No querían escuchar que un pueblo de despreciables esclavos no había reconocido
su majestad y lo habían considerado un simple mortal. Era como si de él no dependiera
el sustento del país, porque bendecía el río para que las aguas crecieran y las
cosechas fueran abundantes.
—¿Y la abuela? —preguntó
el nieto.
—Raifa murió el
día de la séptima maldición.
Una
esclava nubia se encargó de rellenar las copas del amo y los niños. Al fin y al
cabo, ya tenían doce años y podían tomar cerveza. Al antiguo sacerdote de
Osiris le escanció la bebida que el dios había inventado: una copa de magnífico
vino del sur. Saitu, en agradecimiento, le acarició brevemente la espalda.
—Hubo
diez maldiciones: sangre, tinieblas, ranas, tábanos… la última que lanzaron
aquellos dos hermanos fue el exterminio de nuestros primogénitos. Pero vuestra
abuela había muerto antes, durante la séptima plaga.
Se
le saltaron las lágrimas.
—Los
sacerdotes conocíamos muchos de los prodigios que utilizaba aquella pareja de malditos
esclavos y los repetíamos al momento. Pero su magia era cada vez más poderosa.

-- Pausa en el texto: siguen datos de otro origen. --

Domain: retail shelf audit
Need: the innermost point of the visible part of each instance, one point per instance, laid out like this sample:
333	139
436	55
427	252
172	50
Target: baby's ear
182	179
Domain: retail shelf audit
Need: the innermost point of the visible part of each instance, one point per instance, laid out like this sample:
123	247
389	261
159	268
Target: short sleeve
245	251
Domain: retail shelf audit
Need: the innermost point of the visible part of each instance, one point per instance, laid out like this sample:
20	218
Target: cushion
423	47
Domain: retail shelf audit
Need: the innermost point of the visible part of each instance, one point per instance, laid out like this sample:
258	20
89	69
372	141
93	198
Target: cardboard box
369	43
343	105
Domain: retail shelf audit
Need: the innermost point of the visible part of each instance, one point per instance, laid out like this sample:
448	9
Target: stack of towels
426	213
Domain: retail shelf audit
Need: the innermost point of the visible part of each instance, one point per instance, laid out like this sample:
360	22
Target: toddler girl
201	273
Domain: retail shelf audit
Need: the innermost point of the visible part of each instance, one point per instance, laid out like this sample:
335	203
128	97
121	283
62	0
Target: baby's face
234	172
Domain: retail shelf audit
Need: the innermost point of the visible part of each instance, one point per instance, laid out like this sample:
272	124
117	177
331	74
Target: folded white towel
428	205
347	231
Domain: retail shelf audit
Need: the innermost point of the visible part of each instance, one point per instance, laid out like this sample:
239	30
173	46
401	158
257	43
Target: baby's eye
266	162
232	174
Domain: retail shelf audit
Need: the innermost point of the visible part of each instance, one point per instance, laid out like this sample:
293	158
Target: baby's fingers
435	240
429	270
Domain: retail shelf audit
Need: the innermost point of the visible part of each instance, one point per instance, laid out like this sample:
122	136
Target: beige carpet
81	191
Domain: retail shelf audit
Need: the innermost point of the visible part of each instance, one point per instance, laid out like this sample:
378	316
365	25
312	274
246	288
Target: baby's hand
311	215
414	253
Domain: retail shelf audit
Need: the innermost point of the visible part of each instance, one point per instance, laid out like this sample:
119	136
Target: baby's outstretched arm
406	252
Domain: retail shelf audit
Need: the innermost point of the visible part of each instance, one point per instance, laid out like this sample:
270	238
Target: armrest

La séptima maldición consistió en que llovió fuego y granizo del cielo y, así,
quedó exterminada toda la vida que no estaba a cubierto. Fue horrible.
Ahora,
también los niños estaban llorando y la esclava nubia, en un rincón, comenzó a
sollozar bajo una antorcha que iluminaba los jeroglíficos y las imágenes de la
pared.
—Raifa
venía con un pequeño séquito del palacio porque al Faraón le agradaba vuestra
abuela; bella, elegante, con un cuerpo perfecto y una mirada infantil que la
hacían más deseable —dijo Saitu.
Pensativo,
se fijó en la niña.
—¿Sabes,
Leti? Tú te pareces a tu abuela. Dentro de poco serás una mujer y quizá agrades
al Faraón para yacer contigo, como lo hizo con Raifa. No puede haber un honor
más grande para una familia que el Faraón decida yacer con la esposa.
—¿Y
llegó a casa, abuelo, o murió por el fuego que llovió? —dijo la nieta.
—Nunca
logró volver. Ella, los porteadores de la litera y el séquito murieron cuando
los golpeó el granizo ardiente.
Mentía.
Saitu guardaba silencio y revivía los gritos de su mujer, en medio de la
tormenta: varios esclavos salieron a su encuentro y los acuchillaron. La sangre
quedó por todo el camino y formó numerosos charcos encarnados.
La
mente de Saitu se había llenado de cólera con las horribles carcajadas de su
esposa. Lo llamó gusano y le dijo que lo abandonaría para ser una de las concubinas
del Faraón. El sacerdote había sido la verdadera séptima plaga para Raifa, ese
era su secreto.
Después,
mandó cortar las lenguas de los esclavos que habían cumplido sus órdenes, para
que no pudieran contar nunca lo que había sucedido. El ansia de sangre de Saitu
quedó colmada aquella tarde. Al fin y al cabo, los dioses yacen con las esposas
de la misma manera que lo hacen los simples mortales.
Su
crimen quedó oculto para siempre por la séptima maldición.